The future of coral reefs subject to rapid climate change: Lessons from natural extreme environments
- Publication Type:
- Journal Article
- Frontiers in Marine Science, 2018, 5 (FEB)
- Issue Date:
© 2018 Camp, Schoepf, Mumby, Hardtke, Rodolfo-Metalpa, Smith and Suggett. Global climate change and localized anthropogenic stressors are driving rapid declines in coral reef health. In vitro experiments have been fundamental in providing insight into how reef organisms will potentially respond to future climates. However, such experiments are inevitably limited in their ability to reproduce the complex interactions that govern reef systems. Studies examining coral communities that already persist under naturally-occurring extreme and marginal physicochemical conditions have therefore become increasingly popular to advance ecosystem scale predictions of future reef form and function, although no single site provides a perfect analog to future reefs.
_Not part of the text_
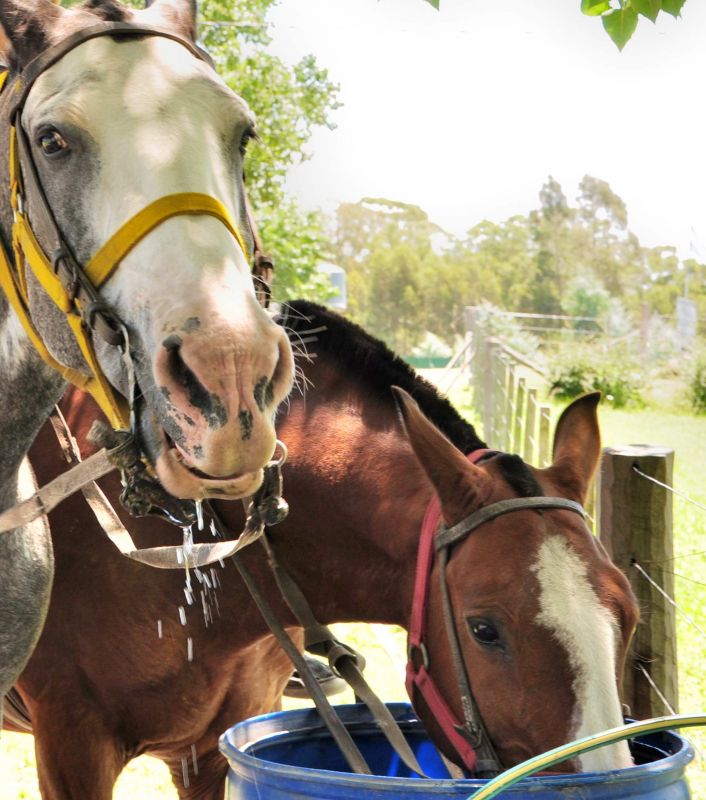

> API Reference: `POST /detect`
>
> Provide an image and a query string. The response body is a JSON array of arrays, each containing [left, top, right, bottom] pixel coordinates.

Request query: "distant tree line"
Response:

Here we review the current state of knowledge that exists on the distribution of corals in marginal and extreme environments, and geographic sites at the latitudinal extremes of reef growth, as well as a variety of shallow reef systems and reef-neighboring environments (including upwelling and CO2 vent sites). We also conduct a synthesis of the abiotic data that have been collected at these systems, to provide the first collective assessment on the range of extreme conditions under which corals currently persist. We use the review and data synthesis to increase our understanding of the biological and ecological mechanisms that facilitate survival and success under sub-optimal physicochemical conditions. This comprehensive assessment can begin to: (i) highlight the extent of extreme abiotic scenarios under which corals can persist, (ii) explore whether there are commonalities in coral taxa able to persist in such extremes, (iii) provide evidence for key mechanisms required to support survival and/or persistence under sub-optimal environmental conditions, and (iv) evaluate the potential of current sub-optimal coral environments to act as potential refugia under changing environmental conditions. Such a collective approach is critical to better understand the future survival of corals in our changing environment. We finally outline priority areas for future research on extreme and marginal coral environments, and discuss the additional management options they may provide for corals through refuge or by providing genetic stocks of stress tolerant corals to support proactive management strategies.